Ventricular tachycardia in patient No. 1 noted in Table 1. a During scoliosis correction surgery, ventricular tachycardia was triggered by a premature complex on the T wave (R on T, indicated by an arrow), which developed just after a massive hemorrhage, and subsequent intravenous fluid and blood replacement therapy. Arterial systolic blood pressure, measured using a radial artery catheter, suddenly decreased (<50 mm Hg). Prior to R on T development, the corrected QT interval was prolonged by 520 ms. b Soon thereafter, ventricular tachycardia changed to ventricular fibrillation.
Discussion
The present findings show that when dealing with an adult MPS patient, anesthesiologists must be prepared for management of a difficult airway and have different airway adjuncts available for use. Since even contemporary video-laryngoscopy techniques may not be sufficient for successful tracheal intubation in these cases, fiberoptic equipment should be readily employable in all cases, while participation by more than a single anesthesiologist is desirable, as these patients may be difficult to ventilate with a mask. Furthermore, when severe difficulty with mask ventilation is encountered, a supraglottic airway device or rescue reversal by use of a muscle relaxant such as sugammadex should be considered as part of an alternate method. Notably, a supraglottic airway may be a good option for management of a difficult airway in MPS patients [9]. In addition to airway consideration, cardiac status must be thoroughly reviewed, because potential dysrhythmias or dysfunction in those with altered cardiac function should be anticipated. Although few studies are available regarding anesthesia for adult MPS patients like our cases, fiberoptic intubation was reported to be employed with success in most cases, while cardiac events did not develop [2].

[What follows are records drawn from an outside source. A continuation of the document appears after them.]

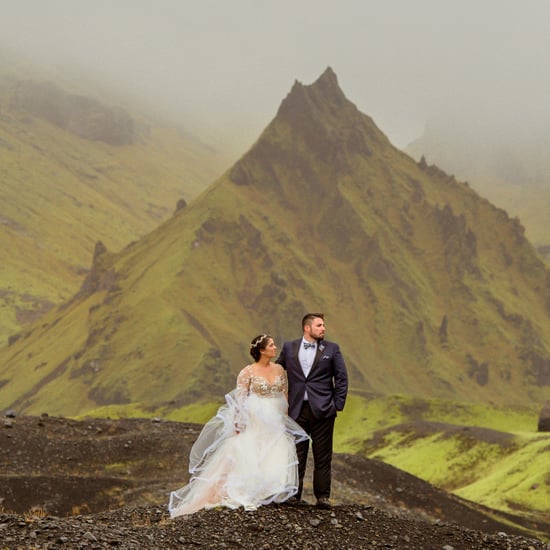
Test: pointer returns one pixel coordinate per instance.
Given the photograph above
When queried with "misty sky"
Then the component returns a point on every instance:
(229, 63)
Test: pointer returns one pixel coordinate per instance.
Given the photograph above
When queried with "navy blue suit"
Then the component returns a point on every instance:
(327, 387)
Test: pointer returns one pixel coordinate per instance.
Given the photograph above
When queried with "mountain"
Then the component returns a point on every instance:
(76, 170)
(430, 289)
(510, 167)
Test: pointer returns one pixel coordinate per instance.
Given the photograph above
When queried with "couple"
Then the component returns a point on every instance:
(252, 452)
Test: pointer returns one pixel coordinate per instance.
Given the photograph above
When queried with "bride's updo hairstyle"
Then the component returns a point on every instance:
(258, 344)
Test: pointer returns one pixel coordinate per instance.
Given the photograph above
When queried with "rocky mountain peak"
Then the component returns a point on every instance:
(323, 96)
(315, 126)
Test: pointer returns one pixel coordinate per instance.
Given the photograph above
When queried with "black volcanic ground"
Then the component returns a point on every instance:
(105, 483)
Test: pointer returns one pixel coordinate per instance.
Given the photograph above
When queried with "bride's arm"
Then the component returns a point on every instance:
(242, 390)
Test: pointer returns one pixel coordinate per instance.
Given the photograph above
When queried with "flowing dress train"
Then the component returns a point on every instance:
(245, 455)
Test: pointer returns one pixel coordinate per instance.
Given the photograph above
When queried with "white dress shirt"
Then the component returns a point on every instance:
(306, 358)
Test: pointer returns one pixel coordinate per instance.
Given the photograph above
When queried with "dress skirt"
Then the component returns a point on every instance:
(253, 466)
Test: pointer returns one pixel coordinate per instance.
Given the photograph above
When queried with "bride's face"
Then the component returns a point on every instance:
(270, 349)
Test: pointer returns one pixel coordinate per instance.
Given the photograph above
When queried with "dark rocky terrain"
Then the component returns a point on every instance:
(104, 484)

Recently, bone marrow transplantation and enzyme replacement therapies have been shown to result in removal of pathologically accumulated glycosaminoglycans, possible direct contributors to mortality, thus improving airway obstruction and cardiac function [3, 4, 5]. However, because of poor perfusion of organs or tissues, such as bone, heart valve, and cornea, as well as some areas of the central nervous system, protected by the blood brain barrier, those do not generally respond to such therapeutic modalities. Thus, MPS-related bone deformity, especially in the spinal region [5, 6], as well as cardiomyopathy related to valvular dysfunction [7, 8] slowly advance with age. Since spinal disorders show the most serious deterioration, adults with MPS may frequently require a surgical procedure for the spine [5, 6], though that is typically extensive and sometimes associated with massive bleeding. The requirement of a major surgical procedure in cases with airway abnormalities and cardiac dysfunction may result in considerable risk for anesthesia-related complications. Along with standardization of new MPS therapy options, the need for anesthesia in such characteristic high-risk adult cases will increase in the near future, for which anesthesiologists must be prepared.
Conclusion
Adult MPS patients may have substantial risks related to anesthesia, especially in regard to airway and circulatory management. Preparation of airway management devices in advance, including a fiberoptic bronchoscope, as well as close circulatory volume monitoring and management is an important key for safe anesthesia in such patients undergoing major spine surgery.
Statement of Ethics
The authors have no ethical conflicts to disclose.
Disclosure Statement
The authors have no competing interests to declare in regard to this study.
Acknowledgements
This work was supported in part by grants from JSPS KAKENHI (No. 26462371, 23592309).